Appellant Norman J. Thompson raises several claims of error regarding his conviction for capital sexual battery. We write to explain our reason for rejecting Thompson’s claim that the trial committed error by not conducting a Nelson1 hearing. All other claims of error we reject without comment.
Thompson was charged with sexual battery of a 6 year-old girl. Thompson entered a not guilty plea and elected to proceed to trial with his appointed attorney. A pretrial conference before Judge Charles Arnold was conducted on October 3, 2013, with Thompson and his trial attorney present. At the pretrial conference, Thompson’s attorney informed Judge Arnold the attorney’s concern that he may need to request a continuance on the upcoming scheduled day of jury selection due to the serious illness of a close family member. The attorney assessed the prospects of needing a continuance at “50/50.” After Thompson’s attorney informed Judge Arnold of the possibility of needing a continuance, the following exchange— which is the only basis of Thompson’s Nelson claim — occurred:
Defendant Thompson: Excuse me, Your Honor. May I address the court, please?
The Court: Sir?
Defendant Thompson: May I have permission to address Court?
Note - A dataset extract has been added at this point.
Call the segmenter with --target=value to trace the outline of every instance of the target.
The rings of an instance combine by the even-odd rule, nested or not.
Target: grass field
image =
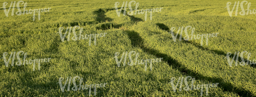
[[[19,1],[16,1],[16,3]],[[150,13],[145,20],[145,14],[129,15],[123,11],[118,16],[114,8],[120,0],[26,0],[26,10],[51,7],[49,12],[38,14],[17,15],[18,10],[12,6],[6,16],[3,8],[0,8],[0,57],[5,52],[10,59],[9,66],[0,59],[0,96],[1,97],[201,97],[201,90],[185,91],[183,82],[176,92],[169,83],[175,78],[176,85],[179,77],[188,76],[195,78],[194,85],[219,83],[217,87],[209,88],[208,93],[204,88],[202,97],[256,97],[256,65],[237,66],[233,62],[230,66],[226,54],[230,52],[231,59],[235,52],[246,51],[251,53],[250,60],[256,59],[256,14],[241,15],[239,6],[238,15],[234,8],[230,17],[226,8],[228,2],[232,2],[230,10],[237,0],[229,1],[152,0],[135,1],[139,2],[138,9],[163,7],[161,12]],[[127,1],[129,3],[130,1]],[[256,1],[251,2],[250,9],[256,9]],[[8,10],[11,1],[0,1],[0,7],[8,3]],[[242,1],[239,1],[241,2]],[[20,4],[20,9],[23,5]],[[133,3],[132,4],[133,4]],[[244,4],[244,9],[247,5]],[[135,5],[132,5],[133,9]],[[240,5],[240,4],[239,4]],[[247,12],[247,11],[246,11]],[[59,28],[78,26],[83,28],[82,34],[106,33],[104,37],[73,40],[71,30],[70,39],[68,34],[61,41]],[[203,39],[186,41],[184,31],[178,34],[176,42],[171,33],[175,27],[175,35],[179,27],[190,26],[195,27],[194,34],[219,33],[217,37],[209,38],[208,45]],[[79,30],[76,29],[78,36]],[[191,30],[188,30],[190,35]],[[67,33],[69,31],[67,31]],[[179,40],[180,35],[182,40]],[[89,43],[91,43],[90,46]],[[11,52],[20,51],[27,53],[26,60],[51,58],[50,61],[41,63],[40,70],[35,63],[18,66],[17,57],[13,57],[11,66]],[[150,63],[145,71],[145,64],[123,66],[124,58],[120,66],[115,60],[116,52],[120,53],[118,60],[123,52],[135,51],[139,53],[138,59],[163,58],[161,62],[153,63],[152,70]],[[3,54],[3,55],[2,55]],[[20,54],[23,59],[22,53]],[[125,54],[124,54],[125,55]],[[134,60],[135,54],[132,54]],[[244,53],[245,60],[247,55]],[[235,58],[236,59],[236,57]],[[128,55],[126,62],[129,61]],[[239,62],[241,62],[239,58]],[[23,61],[22,61],[23,62]],[[247,61],[246,61],[247,62]],[[255,62],[255,61],[254,61]],[[74,85],[69,82],[62,92],[59,78],[79,76],[83,78],[82,85],[107,83],[105,87],[72,90]],[[76,79],[76,85],[79,81]],[[189,81],[190,87],[191,80]]]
*455The Court: What I would ask you to do, sir, is first speak to your attorney privately, let your attorney talk to you about what your question is, and then I will possibly entertain that.
Defendant Thompson: My question is concerning—
The Court: But I’m not — but not right now, sir.
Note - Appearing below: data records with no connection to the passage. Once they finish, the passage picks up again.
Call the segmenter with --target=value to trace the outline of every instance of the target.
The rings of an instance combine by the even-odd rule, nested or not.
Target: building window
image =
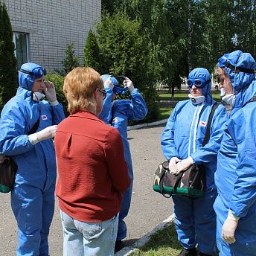
[[[18,70],[22,64],[28,62],[28,34],[22,33],[13,33],[13,42],[15,44],[15,56],[17,59]]]

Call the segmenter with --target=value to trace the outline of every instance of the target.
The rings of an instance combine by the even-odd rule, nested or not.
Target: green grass
[[[135,256],[176,256],[182,247],[177,240],[174,223],[153,234],[149,242],[135,251]]]
[[[174,95],[173,100],[185,100],[188,99],[188,93],[176,93]],[[213,98],[217,102],[220,102],[220,93],[212,93],[211,94]],[[164,93],[159,95],[160,100],[171,100],[172,95],[170,93]]]

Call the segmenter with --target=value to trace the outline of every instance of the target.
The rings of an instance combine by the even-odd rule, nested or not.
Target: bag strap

Defendant Thompson: But my question is concerning having him dismissed as my attorney.
The Court: All right, sir, I will take that matter up, not right now, sir. Just I have some scheduling issues. Again, I would—
Defendant Thompson: Your Honor, I’ve been incarcerated 19 months as of yesterday.
The Court: All right, sir.
Defendant Thompson: And I have never spoken in your courtroom before.
The Bailiff: Step in the back.
Defendant Thompson: Excuse me?
The Bailiff: Step in the back.
Defendant Thompson: Let me get my pages and pick up my stuff.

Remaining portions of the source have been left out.